A thousand books – Notes from a trans therapist

Thirteen years ago, before I even knew I was trans, I thought I had it all figured out. After all, I had a trans friend! I met her while hostelling in America, and she was one of the first trans women I had knowingly interacted with. For the sake of anonymity, I'll call her Shaz. Shaz was incredibly open and generously answered all of my probing questions about what it was like to be trans. "So, how do you have sex?" I remember asking her. Looking back, I realise just how patient she had been with me.
In the early days of Proud2Be — the queer support organisation my twin sibling and I founded in 2011 — I mistakenly believed that everyone would experience their transness in the same way Shaz had. I thought being trans was a colour-by-numbers process, a series of milestones, and it would be helpful to have a book that detailed those steps to make it easier for everyone to understand and follow.
A few years into my career at Proud2Be, while training to be a therapist, I had to access 20 hours of therapy as part of the course. I had resisted it for years, telling myself I didn’t need it, didn’t have time, and wouldn’t find a therapist I connected with. But with a push from my tutor and an ever-increasing awareness that I wouldn’t qualify without it, I booked my first session with Julie, a therapist working above a library a few towns away. "What do I even have to talk about?" I wondered to myself on the bus ride there.
I had to complete 20 sessions, and I remember mentally ticking the first few off in my mind, treating them like another admin task I needed to finish for my course. As time went on, I began to relax and started talking.
One session, a few weeks in, I was discussing with Julie the unhealthy relationship I had with my body. I had always struggled to feel at home in it, convinced that it was disgusting, so it felt justified to be disgusted by it. At one point, I frustratedly blurted out, "I don’t think it’s even about my weight!" Struggling to vocalise what I had meant, Julie handed me a piece of paper with a question written on it: "If my issues with my body aren’t about my weight, what would I have to acknowledge?"
I stared at the paper for ages, searching my mind for guidance. "Don’t overthink it, Maya," Julie gently advised me. I resisted the urge to return to my head for the answer and wrote the first thing that came to me: "I’d have to see what is really going on with me."
Later, Julie told me the frozen expression had struck her on my face as I looked at my scribbled response. I wasn’t ready to say the word ‘trans’ aloud about myself, but my body knew. Deep down, I was recalling something I’d known from a young age before I had locked it away, waiting for a safe time to reopen it again. My coming out experience, my secret, and its eventual sharing were deeply personal to me.
During the early years of my transition, I remember feeling very lost and confused. Again, I wished for that magic book that would tell me what to do next. One day, I shared my feelings with a friend who told me, "Don’t get too hung up on the destination. It might help to just do what feels right."

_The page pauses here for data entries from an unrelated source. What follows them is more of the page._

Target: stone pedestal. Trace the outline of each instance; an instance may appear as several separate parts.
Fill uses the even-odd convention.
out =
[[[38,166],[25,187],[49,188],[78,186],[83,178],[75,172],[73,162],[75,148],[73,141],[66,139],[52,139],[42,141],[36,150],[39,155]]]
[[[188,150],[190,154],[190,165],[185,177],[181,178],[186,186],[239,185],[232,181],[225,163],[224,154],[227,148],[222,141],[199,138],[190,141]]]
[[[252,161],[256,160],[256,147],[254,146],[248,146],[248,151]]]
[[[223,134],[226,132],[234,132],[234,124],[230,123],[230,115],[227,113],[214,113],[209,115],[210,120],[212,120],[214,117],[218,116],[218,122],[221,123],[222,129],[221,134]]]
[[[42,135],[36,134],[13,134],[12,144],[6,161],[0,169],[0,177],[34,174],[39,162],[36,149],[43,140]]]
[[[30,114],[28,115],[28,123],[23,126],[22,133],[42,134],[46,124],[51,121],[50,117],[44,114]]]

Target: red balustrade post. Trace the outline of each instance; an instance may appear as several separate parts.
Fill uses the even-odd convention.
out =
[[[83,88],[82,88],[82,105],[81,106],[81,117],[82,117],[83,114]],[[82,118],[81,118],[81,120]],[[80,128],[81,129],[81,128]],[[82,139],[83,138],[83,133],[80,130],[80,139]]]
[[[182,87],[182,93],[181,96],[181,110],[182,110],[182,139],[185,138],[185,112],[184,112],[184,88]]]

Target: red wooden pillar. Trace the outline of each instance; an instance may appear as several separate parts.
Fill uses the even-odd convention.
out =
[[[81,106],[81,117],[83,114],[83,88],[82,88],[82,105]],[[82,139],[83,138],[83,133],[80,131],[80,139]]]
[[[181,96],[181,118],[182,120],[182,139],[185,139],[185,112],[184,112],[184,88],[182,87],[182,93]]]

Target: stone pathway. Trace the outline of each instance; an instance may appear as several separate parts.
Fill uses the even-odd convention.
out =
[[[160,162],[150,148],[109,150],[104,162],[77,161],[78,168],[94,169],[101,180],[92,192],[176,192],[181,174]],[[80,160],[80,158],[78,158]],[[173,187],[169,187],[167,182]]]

I remind myself of this whenever I take on a new client in the early stages of their transition. The journey I took to find myself was, and is, unique to me. Sure, I share many experiences with other trans women out there, but the way I process, the blocks I’ve put in the way, my pace, and the way my dysphoria manifests (it doesn’t for all trans people) are all very much my own.
Like most things we experience as humans, being trans can’t be broken down into a neat set of steps. Our lives are rich, sometimes messy, and our stories could fill thousands of books — each one just as complex, vibrant, and human as the next.